NFT : Une technologie transformatrice pour le droit d’auteur ?


NFT : Une technologie transformatrice pour le droit d’auteur ?

Sujet de l’heure dans le milieu des arts numériques et de celui des férus de chaînes de blocs (blockchain) : l’arrivée des jetons non fongibles ou non-fungible token (NFT). Cette technologie permet de vendre des œuvres numériques tout en assurant un contrôle de la propriété intellectuelle. Qu’est-ce qui explique cette frénésie ? Les millions de dollars accumulés par certains artistes qui ont saisi cette opportunité.

En février, le célèbre mème Nyan Cat, autographié par son créateur, était vendu pour près de 600 000 $. Dans les semaines qui ont suivi, de nombreux artistes se sont lancés dans cette tendance dont le groupe Kings of Leon et l’artiste numérique Beeble, qui a vendu une courte vidéo de 10 secondes pour 6 millions de dollars.

Un NFT, c’est quoi ?

Un non-fungible token, ou jeton non fongible en français, est un certificat d’authenticité numérique associé à un document numérique. Inséré dans la blockchain, le NFT peut être échangé entre acheteurs tout en assurant une traçabilité et une redevance à la personne propriétaire du document. Dans le cas d’une œuvre numérique, la personne propriétaire serait la titulaire des droits d’auteur.

Ces documents numériques peuvent être des livres, des arts visuels numériques, des partitions, un texte de théâtre, une chanson ou un film.

Résultat : les artistes peuvent recevoir une redevance chaque fois que leurs œuvres sont vendues sur la chaîne de blocs. Combien ? C’est à eux de décider. Chaque NFT est associé à un contrat intelligent permettant aux artistes de déterminer les conditions d’utilisation des droits de vente et des droits d’auteur, notamment les droits de reproduction.

Les NFT, une opportunité financière pour les artistes ?

Si vous pensez faire des milliers de dollars seulement en créant un fichier JPEG de votre dernière toile, il faudra prendre votre mal en patience. Si certains ou certaines ont fait une fortune, c’est surtout en raison de la spéculation liée aux cryptomonnaies utilisées sur ces blockchains et de l’intérêt soudain et frénétique pour les NFT.

Cette nouvelle technologie recèle néanmoins des éléments intéressants pour différents groupes d’artistes. Qui dit traçabilité dit plus grand respect des droits d’auteur et plus de redevances. Les œuvres pouvant être facilement partagées en format numérique comme la musique, les films et les images pourraient être mieux protégées et apporter plus de redevances aux titulaires de droits.
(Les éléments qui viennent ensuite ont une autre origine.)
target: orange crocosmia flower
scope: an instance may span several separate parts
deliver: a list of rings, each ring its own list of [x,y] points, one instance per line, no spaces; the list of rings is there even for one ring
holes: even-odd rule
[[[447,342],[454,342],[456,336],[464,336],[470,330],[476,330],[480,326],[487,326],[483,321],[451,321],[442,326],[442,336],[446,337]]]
Dans le cas des artistes en arts visuels numériques, les NFT pourraient même répondre à une revendication de longue date du milieu artistique.

Droit de suite et NFT

Les artistes en arts visuels réclament depuis longtemps une révision de la Loi sur le droit d’auteur afin d’instaurer un droit de suite. L’instauration de ce droit a même été recommandée par le comité permanent du Patrimoine canadien de la Chambre des communes.

Ce type de droit d’auteur, inexistant dans la Loi canadienne, assurerait aux artistes une part de redevances sur la revente de leurs œuvres, notamment dans le cadre d’enchères.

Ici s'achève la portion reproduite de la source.